Soit $V$ une variété compacte orientable sans bord de dimension $d$. Alors pour tout $i$ on a un isomorphisme naturel

$$H_i (V) \cong H^{d-i} (V).$$

Par dualité de Poincaré le produit annoncé dans le théorème de dualité de Poincaré (1) correspond à un produit

$$H^i \times H^j \to H^{i+j}$$

plus naturel du point de vue des indices. On montre en fait ici que les groupes de cohomologie sont toujours muni d’une structure naturelle d’anneau que l’on relie effectivement ici au produit d’intersection. C’est un principe assez général en topologie algébrique :


On pense en homologie et on calcule en cohomologie.

L’existence de la structure produit provient de ce que l’inclusion diagonale $X \to X \times X$ d’un espace topologique dans son carré induit une application

$$H^* (X \times X) \to H^* (X).$$

Une remarque

Le fait que la diagonale induise un produit provient, essentiellement, du fait que $H^*(X\times X)$ est proche du (voir, sous certaines hypothèses, isomorphe au) produit tensoriel $H^*(X)\otimes H^*(X)$, comme nous l’expliquons ici. L’inclusion diagonale est trivialement commutative et associative ; ces propriétés s’étendent à la cohomologie mais ne sont pas totalement évidentes car l’application reliant $H^*(X\times X)$ à $H^*(X)\otimes H^*(X)$ est moins triviale.

$$ $$

On remarquera que ce produit est défini pour tous les espaces topologiques et est fonctoriel. Il donne aussi plus de structure :

Exemple

On considère les deux variétés compactes sans bord suivantes : $M=S^2\times S^4$ et $\mathbb{C} P^3$. Elles ont des décompositions cellulaires avec exactement une cellule de dimension $0,2, 4, 6$. En particulier leur groupe d’homologie et de cohomologie sont isomorphes.

En revanche, ces variétés ne sont pas difféomorphes ni même homotopes. En effet on a que leurs algèbres de cohomologie sont non-isomorphe s : on a les isomorphismes d’anneaux $H^*(M)\cong \mathbb{Z}[x]/(x^2) \otimes \mathbb{Z}[y]/(y^2)$, où $x$ est de degré $2$ et $y$ de degré $4$, alors que $H^*(\mathbb{C} P^3)\cong \mathbb{Z}[z]/(Z^4=0)$ où $z$ est de degré $2$. En particulier, $z^2\neq 0$ alors que tout élément est de carré nul dans $H^*(M)$.
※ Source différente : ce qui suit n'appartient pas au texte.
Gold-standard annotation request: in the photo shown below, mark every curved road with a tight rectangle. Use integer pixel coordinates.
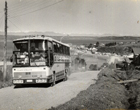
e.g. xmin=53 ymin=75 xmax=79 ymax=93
xmin=0 ymin=71 xmax=99 ymax=110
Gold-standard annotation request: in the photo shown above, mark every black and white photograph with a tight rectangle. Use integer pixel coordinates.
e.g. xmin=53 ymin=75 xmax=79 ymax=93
xmin=0 ymin=0 xmax=140 ymax=110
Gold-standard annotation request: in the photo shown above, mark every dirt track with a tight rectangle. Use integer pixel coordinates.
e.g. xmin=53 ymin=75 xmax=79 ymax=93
xmin=0 ymin=71 xmax=99 ymax=110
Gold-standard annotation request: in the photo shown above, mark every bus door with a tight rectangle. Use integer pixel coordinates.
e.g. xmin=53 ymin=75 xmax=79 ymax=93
xmin=48 ymin=41 xmax=53 ymax=66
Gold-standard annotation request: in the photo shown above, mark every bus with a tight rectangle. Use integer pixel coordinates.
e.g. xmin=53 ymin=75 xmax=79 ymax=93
xmin=12 ymin=35 xmax=71 ymax=86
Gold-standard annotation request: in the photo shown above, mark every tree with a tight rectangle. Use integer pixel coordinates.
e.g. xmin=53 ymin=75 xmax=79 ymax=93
xmin=95 ymin=41 xmax=100 ymax=47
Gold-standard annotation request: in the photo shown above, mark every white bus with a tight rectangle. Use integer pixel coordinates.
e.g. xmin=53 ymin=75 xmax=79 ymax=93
xmin=12 ymin=35 xmax=71 ymax=86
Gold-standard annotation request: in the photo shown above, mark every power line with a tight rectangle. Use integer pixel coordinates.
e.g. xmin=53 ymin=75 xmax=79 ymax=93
xmin=8 ymin=19 xmax=23 ymax=32
xmin=8 ymin=1 xmax=50 ymax=15
xmin=0 ymin=14 xmax=4 ymax=30
xmin=8 ymin=0 xmax=40 ymax=9
xmin=9 ymin=0 xmax=46 ymax=11
xmin=9 ymin=0 xmax=64 ymax=18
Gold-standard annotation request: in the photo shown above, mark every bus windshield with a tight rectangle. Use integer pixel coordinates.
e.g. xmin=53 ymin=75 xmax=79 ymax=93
xmin=13 ymin=40 xmax=47 ymax=66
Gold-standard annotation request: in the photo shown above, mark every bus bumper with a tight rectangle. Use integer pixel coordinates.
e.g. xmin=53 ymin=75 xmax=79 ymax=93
xmin=12 ymin=77 xmax=52 ymax=85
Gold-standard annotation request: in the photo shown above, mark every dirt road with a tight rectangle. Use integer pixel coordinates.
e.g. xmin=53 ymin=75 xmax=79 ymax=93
xmin=0 ymin=71 xmax=99 ymax=110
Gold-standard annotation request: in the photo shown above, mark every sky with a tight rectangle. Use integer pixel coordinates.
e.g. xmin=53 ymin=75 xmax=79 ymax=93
xmin=0 ymin=0 xmax=140 ymax=35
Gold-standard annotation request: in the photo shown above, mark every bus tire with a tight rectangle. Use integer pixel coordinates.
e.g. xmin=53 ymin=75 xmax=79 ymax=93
xmin=51 ymin=74 xmax=56 ymax=87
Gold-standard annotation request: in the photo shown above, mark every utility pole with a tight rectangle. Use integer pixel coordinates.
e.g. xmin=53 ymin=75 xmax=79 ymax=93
xmin=3 ymin=1 xmax=7 ymax=81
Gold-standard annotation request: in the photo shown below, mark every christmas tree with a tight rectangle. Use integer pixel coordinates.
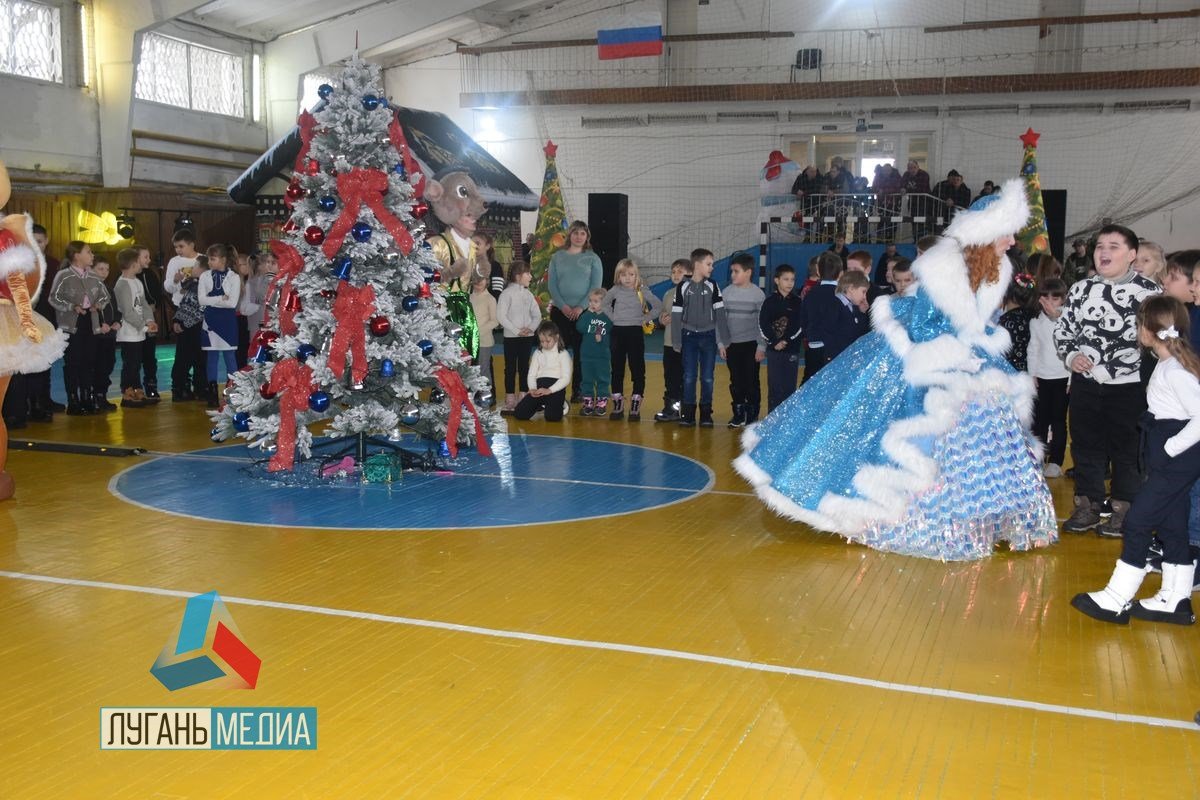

Naturalité et premières propriétés des groupes de cohomologie

Rappelons qu’une application continue $f:X \to Y$ entre deux espaces topologiques induit un morphisme

$$f_* : H_* (X) \to H_* (Y),$$

allant dans la même direction, [6] alors que l’application induite en cohomologie

$$f^* : H^* (Y) \to H^* (X),$$

renverse la direction. [7]

Un corollaire facile du théorème des coefficients universels est le suivant

Proposition

Soit $X$ un espace topologique.

  1. Le premier groupe de cohomologie $H^0(X)$ est le dual du $\mathbb{Z}$-module libre de base les composantes connexes par arcs de $X$, c’est à dire le produit $\prod \mathbb{Z}$ où le produit est pris sur l’ensemble des composantes connexes par arcs.
  2. Si $X$ est connexe par arcs, alors on a un isomorphisme naturel (dual du morphisme d’Hurewicz)

    $$H^1(X,G) \cong \mathrm{Hom}(\pi_1(X), G).$$

En particulier, $H^1(X)$ est sans-torsion si $\pi_1(X)$ est de type fini.

Démonstration. Le groupe $H_{-1}(X)$ est nul alors que le groupe $H_0(X)\cong \mathbb{Z}$ est libre (de type fini) si $X$ est connexe par arcs. Les foncteurs $Ext( -,G)$ appliqués en ces modules sont donc nuls et le résultat suit des résultats obtenus pour l’homologie. Par ailleurs le dual d’un $\mathbb{Z}$-module de type fini est toujours sans-torsion.

C.Q.F.D.

$$ $$


[1dans le language des catégories, la donnée de $V\otimes W$ et d’un isomorphisme naturel $V\otimes W \cong W\otimes V$ s’appelle une structure monoïdale symétrique

[2On remarque que cette convention de signe est précisément celle donnée dans nos remarques sur les signes.

[3Noter qu’on n’a pas besoin de supposer que le complexe $C_{\bullet}$ est le complexe de chaînes associé à une triangulation d’une variété. On fait ici de l’algèbre homologique, la propriété cruciale est que les complexes $C_{\bullet}$ et $C^{\bullet}$ sont en dualité.

[4attention, le scindement n’est pas naturel...

[5Charles A. Weibel, An Introduction to Homological Algebra, Cambridge University Press, 450 pages.

[6On dit pompeusement que le foncteur $H_* (\cdot )$ est covariant.

[7On dit pompeusement que le foncteur $H^* (\cdot )$ est contravariant.